Même logique, côté annonceurs, qui peuvent opérer la plateforme eux-mêmes ou passer par les équipes d’Unlimitail pour le faire. “L’important, c’est qu’ils puissent passer par un guichet unique pour le faire et s’assurer que leur communication retail media est consistante d’un pays à l’autre”, précise Thibault Hennion. Du scale, comme le permet aussi la Retail Media Platform de Criteo. Parce que dans un univers retail media qui se fragmente de plus en plus, c’est surtout le reach qui fera la différence. De sorte que plus vous êtes gros, plus l’effet levier entre votre chiffre d’affaires e-commerce et votre activité retail media est important.
“Pour réellement peser dans l'alimentaire, il faudrait par exemple qu’Unlimital permette à un Danone de toucher au moins 50% de sa cible dans les principaux marchés d’Europe”
C’est, sans doute, là-dessus que l’on pourra juger le succès ou non de l’alliance. Embarquer 12 retailers en moins de 2 mois reste évidemment une prouesse mais il faudra qu’Unlimitail en recrute d’autres pour être plus que l’assemblage hétéroclite de retailers qu’il est pour le moment, vu que ses membres opèrent dans des verticales bien distinctes. “Pour réellement peser dans l'alimentaire, il faudrait par exemple qu’Unlimital permette à un Danone de toucher au moins 50% de sa cible dans les principaux marchés d’Europe”, illustre un expert du dossier.
Il s’agit, concrètement, de recruter un autre retailer alimentaire que Carrefour en France et faire de même en Allemagne, Espagne et Italie. Bien sûr, ça prend du temps et ça sera parfois compliqué à faire en France, un marché relativement concentré, parfois gangrené par les rivalités. Prenons le secteur du high-tech où mis à part Amazon, les deux autres acteurs majeurs sont Cdiscount (lié à Casino) et Fnac-Darty, qui a déjà une régie retail media forte. Il sera compliqué pour Unlimitail d’y peser. Du moins dans l’Hexagone.

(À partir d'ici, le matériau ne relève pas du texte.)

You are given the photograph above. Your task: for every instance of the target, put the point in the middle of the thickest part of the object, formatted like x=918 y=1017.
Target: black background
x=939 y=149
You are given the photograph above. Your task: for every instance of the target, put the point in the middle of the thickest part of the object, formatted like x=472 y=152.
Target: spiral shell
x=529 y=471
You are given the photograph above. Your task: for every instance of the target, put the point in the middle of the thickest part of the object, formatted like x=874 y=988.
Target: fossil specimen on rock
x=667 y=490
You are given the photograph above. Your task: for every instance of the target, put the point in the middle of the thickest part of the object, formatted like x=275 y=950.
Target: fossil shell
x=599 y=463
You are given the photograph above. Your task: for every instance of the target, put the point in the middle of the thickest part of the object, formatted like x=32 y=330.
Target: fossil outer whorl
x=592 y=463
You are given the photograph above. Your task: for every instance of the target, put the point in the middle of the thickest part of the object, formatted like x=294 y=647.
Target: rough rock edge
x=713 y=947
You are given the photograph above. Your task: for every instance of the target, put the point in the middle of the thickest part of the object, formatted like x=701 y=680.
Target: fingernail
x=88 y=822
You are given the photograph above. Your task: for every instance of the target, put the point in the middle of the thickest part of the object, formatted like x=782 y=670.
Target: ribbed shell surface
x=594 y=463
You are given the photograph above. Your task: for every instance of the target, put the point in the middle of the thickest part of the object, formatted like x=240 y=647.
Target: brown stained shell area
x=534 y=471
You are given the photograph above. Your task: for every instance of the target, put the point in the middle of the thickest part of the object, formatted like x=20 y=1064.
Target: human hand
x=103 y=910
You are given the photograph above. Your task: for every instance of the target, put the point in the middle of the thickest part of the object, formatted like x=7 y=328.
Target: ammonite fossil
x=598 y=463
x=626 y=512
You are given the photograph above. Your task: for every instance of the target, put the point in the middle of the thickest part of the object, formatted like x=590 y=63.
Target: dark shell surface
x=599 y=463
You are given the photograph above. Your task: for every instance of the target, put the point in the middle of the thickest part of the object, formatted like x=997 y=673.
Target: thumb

La bonne nouvelle c'est que, si la France représente un peu plus de la moitié du business d'Unlimitail, les opportunités sont nombreuses hors de l'Hexagone. Alexis Marcombe rappelle ainsi qu'à peine un tiers des retailers allemands et espagnols sont, par exemple, équipés d’une solution retail media, contre quasiment les trois-quarts en France. “Il y a encore beaucoup à faire”, assure Alexis Marcombe. Il faudra peut-être, pour en convaincre certains, accepter d’ouvrir le capital de la joint-venture. “Ce n’est pas un sujet”, élude Alexis Marcombe.